Female genital mutilation comprises all procedures that involve altering or injuring the female genitalia for non-medical reasons and is recognized internationally as a violation of the human rights, the health and the integrity of girls and women. It is usually done as the result of the misguided theory that cutting off the clitoris would reduce the tendency of a lady to be promiscuous. In spite of efforts to stamp it out, female genital mutilation is still being practiced in parts of Africa and the Middle East, and also rears its ugly head among immigrant populations in Western Europe. Australia and New Zealand. An estimated 100 to 140 million women and girls across 30 countries have had to experience the crudeness and cruelty of having their genitals tampered with.
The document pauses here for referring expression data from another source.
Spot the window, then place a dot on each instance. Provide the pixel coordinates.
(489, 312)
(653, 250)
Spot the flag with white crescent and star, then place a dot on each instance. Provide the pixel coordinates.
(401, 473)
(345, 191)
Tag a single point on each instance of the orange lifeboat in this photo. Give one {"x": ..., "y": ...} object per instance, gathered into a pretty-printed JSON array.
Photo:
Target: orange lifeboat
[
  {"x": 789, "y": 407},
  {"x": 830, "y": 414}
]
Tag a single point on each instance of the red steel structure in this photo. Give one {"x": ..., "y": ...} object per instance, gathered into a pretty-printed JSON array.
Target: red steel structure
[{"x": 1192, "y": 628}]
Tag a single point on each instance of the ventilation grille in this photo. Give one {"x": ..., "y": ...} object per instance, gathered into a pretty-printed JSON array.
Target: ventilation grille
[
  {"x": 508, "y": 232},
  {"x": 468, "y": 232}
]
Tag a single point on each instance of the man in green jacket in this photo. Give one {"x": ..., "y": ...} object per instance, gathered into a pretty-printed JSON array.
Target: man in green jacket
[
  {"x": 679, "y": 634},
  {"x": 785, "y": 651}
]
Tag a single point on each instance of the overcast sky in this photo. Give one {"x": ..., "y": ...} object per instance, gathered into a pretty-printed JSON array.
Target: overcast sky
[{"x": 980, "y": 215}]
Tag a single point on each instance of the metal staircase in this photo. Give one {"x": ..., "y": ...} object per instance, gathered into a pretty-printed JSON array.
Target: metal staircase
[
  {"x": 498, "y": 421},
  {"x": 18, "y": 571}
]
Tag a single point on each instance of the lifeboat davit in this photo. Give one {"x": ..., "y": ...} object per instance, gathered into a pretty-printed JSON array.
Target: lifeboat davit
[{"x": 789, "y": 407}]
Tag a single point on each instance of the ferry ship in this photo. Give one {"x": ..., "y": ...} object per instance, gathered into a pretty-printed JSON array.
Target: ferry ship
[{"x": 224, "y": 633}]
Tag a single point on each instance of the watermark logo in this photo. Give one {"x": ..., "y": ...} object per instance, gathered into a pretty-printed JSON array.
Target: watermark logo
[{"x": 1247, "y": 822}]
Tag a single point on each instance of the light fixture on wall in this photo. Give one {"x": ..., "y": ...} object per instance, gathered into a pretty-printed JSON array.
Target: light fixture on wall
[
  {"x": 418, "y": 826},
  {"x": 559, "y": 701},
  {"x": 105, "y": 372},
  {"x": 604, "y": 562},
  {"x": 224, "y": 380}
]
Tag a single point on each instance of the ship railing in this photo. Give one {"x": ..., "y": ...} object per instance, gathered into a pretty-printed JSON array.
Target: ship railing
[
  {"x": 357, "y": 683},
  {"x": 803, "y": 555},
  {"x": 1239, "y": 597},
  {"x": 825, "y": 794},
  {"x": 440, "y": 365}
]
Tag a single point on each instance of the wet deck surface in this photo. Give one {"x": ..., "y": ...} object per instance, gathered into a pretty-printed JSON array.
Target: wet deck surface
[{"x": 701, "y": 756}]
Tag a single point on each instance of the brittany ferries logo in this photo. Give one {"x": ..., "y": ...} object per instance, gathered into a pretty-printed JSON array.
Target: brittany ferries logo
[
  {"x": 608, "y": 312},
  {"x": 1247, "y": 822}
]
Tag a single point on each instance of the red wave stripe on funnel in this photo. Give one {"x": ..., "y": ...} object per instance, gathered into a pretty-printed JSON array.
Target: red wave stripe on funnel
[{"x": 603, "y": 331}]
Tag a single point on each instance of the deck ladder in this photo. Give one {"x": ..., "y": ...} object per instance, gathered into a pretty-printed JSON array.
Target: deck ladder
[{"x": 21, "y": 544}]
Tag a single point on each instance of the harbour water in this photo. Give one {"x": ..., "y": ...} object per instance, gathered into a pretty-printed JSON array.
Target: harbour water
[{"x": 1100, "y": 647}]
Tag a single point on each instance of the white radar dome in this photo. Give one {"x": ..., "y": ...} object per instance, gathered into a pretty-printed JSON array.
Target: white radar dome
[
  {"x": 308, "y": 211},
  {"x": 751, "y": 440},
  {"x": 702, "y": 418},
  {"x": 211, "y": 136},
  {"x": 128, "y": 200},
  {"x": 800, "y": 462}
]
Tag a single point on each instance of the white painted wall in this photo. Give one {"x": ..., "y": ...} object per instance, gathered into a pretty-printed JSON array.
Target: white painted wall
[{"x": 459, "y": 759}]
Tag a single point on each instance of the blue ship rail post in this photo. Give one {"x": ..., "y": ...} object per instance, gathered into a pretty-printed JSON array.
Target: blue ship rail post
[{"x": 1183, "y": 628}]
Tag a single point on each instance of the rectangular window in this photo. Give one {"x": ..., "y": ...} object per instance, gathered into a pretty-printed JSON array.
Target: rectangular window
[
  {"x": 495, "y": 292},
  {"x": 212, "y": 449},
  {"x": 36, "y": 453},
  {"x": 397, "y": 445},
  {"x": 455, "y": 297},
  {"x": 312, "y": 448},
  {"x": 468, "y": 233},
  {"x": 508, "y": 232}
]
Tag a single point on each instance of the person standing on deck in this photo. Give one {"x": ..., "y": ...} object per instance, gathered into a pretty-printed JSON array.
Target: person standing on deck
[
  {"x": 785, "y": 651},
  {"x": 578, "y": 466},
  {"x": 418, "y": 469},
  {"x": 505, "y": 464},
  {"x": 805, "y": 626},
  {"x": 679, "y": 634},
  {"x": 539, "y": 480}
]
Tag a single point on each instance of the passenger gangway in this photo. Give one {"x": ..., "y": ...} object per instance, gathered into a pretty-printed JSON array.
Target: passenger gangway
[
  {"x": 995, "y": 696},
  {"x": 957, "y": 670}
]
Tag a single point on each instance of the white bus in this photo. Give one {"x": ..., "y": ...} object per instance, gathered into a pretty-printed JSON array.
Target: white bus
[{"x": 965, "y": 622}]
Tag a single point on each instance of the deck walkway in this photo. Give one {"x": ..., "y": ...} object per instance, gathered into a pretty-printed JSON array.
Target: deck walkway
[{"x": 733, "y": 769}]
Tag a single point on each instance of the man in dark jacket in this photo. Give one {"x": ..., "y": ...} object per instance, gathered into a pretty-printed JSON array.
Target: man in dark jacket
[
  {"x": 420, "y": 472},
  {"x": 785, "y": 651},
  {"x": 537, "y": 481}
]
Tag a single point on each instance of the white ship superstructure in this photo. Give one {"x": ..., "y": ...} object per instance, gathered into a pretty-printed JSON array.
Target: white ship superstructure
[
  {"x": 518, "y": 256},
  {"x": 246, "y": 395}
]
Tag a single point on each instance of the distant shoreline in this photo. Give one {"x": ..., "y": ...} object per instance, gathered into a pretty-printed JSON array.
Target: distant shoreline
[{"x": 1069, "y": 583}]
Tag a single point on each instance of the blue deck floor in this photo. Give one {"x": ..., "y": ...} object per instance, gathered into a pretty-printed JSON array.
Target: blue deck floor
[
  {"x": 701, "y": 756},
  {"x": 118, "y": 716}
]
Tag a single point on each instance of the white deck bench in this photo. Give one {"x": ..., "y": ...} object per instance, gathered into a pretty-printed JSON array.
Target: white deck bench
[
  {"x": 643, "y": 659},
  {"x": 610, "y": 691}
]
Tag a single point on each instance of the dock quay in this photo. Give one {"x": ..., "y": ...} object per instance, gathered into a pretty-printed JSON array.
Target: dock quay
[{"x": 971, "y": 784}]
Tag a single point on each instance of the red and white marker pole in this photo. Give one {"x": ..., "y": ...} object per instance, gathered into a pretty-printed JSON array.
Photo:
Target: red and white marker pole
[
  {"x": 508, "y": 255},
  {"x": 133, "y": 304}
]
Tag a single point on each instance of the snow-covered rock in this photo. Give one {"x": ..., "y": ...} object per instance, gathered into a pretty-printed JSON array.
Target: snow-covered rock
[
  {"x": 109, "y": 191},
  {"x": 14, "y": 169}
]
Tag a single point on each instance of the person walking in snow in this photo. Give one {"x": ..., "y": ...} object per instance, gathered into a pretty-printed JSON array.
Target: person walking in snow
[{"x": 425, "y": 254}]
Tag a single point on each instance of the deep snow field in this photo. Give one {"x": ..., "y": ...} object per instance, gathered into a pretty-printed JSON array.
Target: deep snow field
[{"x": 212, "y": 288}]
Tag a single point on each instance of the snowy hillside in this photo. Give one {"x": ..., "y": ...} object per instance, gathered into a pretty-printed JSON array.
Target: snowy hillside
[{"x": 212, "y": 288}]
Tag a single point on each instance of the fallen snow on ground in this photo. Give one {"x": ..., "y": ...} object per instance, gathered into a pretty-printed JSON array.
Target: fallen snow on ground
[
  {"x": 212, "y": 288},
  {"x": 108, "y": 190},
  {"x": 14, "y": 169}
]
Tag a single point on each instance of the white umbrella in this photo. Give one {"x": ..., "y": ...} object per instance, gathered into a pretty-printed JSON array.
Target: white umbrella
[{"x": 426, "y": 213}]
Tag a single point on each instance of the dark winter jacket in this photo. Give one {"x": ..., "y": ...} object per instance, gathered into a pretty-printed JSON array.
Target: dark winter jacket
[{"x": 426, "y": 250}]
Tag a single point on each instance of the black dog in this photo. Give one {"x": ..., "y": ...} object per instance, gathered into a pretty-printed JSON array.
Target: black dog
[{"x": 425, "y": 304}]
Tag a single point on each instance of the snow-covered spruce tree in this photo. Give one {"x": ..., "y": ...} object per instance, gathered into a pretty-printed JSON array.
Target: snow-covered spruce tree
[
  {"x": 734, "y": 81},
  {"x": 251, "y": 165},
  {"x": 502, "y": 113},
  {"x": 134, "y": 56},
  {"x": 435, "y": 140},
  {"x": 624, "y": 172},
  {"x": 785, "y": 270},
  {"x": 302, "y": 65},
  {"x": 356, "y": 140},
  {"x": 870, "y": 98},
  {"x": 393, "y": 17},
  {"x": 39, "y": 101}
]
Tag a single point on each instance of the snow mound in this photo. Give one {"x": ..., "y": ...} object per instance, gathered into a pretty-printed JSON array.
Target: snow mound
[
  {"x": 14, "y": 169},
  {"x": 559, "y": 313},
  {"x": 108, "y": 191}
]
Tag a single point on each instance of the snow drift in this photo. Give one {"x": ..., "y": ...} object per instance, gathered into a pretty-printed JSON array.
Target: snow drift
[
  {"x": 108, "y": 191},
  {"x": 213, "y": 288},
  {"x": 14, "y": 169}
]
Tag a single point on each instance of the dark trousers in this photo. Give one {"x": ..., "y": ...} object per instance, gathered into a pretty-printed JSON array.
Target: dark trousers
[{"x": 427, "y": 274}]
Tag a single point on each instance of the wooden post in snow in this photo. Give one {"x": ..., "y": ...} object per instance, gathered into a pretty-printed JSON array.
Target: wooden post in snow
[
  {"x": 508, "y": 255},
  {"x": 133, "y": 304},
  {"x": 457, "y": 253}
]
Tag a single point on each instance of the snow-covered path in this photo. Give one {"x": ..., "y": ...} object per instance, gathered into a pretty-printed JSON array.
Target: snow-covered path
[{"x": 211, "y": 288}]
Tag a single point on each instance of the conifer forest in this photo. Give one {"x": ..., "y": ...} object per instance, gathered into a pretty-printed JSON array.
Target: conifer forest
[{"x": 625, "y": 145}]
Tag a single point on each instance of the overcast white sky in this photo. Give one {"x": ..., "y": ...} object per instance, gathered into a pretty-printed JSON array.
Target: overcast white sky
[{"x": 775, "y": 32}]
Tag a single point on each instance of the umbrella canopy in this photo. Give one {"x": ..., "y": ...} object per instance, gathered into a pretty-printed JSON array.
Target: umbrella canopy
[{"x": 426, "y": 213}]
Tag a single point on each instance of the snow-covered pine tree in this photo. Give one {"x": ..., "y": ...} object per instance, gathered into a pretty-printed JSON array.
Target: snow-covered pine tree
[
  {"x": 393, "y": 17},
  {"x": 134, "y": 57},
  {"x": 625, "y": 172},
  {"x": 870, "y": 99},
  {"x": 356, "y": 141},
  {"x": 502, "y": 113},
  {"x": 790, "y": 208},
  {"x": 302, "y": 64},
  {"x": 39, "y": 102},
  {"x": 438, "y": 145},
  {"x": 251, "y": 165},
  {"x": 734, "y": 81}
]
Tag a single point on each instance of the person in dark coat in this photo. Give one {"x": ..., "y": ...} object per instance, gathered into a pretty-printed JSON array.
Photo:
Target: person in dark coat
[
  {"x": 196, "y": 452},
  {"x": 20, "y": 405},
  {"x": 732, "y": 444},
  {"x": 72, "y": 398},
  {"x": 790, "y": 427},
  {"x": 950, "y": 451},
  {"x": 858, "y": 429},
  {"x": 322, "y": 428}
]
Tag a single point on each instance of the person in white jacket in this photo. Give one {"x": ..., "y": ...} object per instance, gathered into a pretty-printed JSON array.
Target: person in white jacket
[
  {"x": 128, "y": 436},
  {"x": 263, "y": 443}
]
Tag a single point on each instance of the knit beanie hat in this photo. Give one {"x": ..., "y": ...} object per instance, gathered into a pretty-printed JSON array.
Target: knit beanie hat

According to data from the 2018 National Demographic Health Survey (NDHS), over 20% of women in Nigeria between the age of 15 and 49 have been circumcised. The survey also revealed that only a small number of these circumcisions were carried out by medical professionals, with majority being carried out by traditional circumcisers.
This demeaning and harmful practice comes with short-term and long-term effects on the physical and mental health of its victims. These range from excessive bleeding to shock, difficulty in passing urine, vaginal infections, psychological trauma and lifelong reproductive problems. The United Nations is aware of all this, hence its mission to sensitize the entire world on the need to eradicate this repugnant procedure.
A few years on, the campaigns initiated by the United Nations and its partner organizations could be said to have reaped concrete dividends. More than 3 million women and girls have benefited from services provided by the collaborative efforts of UNFPA and UNICEF, and about 13 countries have actively legislated against female genital mutilation. In 2015, the former President of Nigeria, Goodluck Jonathan, signed the Violence Against Persons (Prohibition) Act, whose provisions criminalize the practice of female genital mutilation into law. In Ethiopia’s Afar region, the prevalence of the practice has dropped drastically to less than 31 per cent.
This year’s edition of the International Day of Zero Tolerance for Female Genital Mutilation of will focus on mobilizing youths around the eliminations of harmful practices, including female genital mutilation under the theme: “Unleashing Youth Power: One decade of accelerating actions for zero female genital.”
Significant progress has been made, but there is still work to be done. There is the need for more collaborative efforts between the World Health Organization (WHO) and those countries where female genital mutilation still holds sway. For a country like Nigeria, there is need to fully implement the law banning the practice. 2030 is ten years away, and while the United Nations’ dream of fully eradicating female genital mutilation within a decade is well within reach, it is important to not get complacent and assume that the world has too much time on its hands.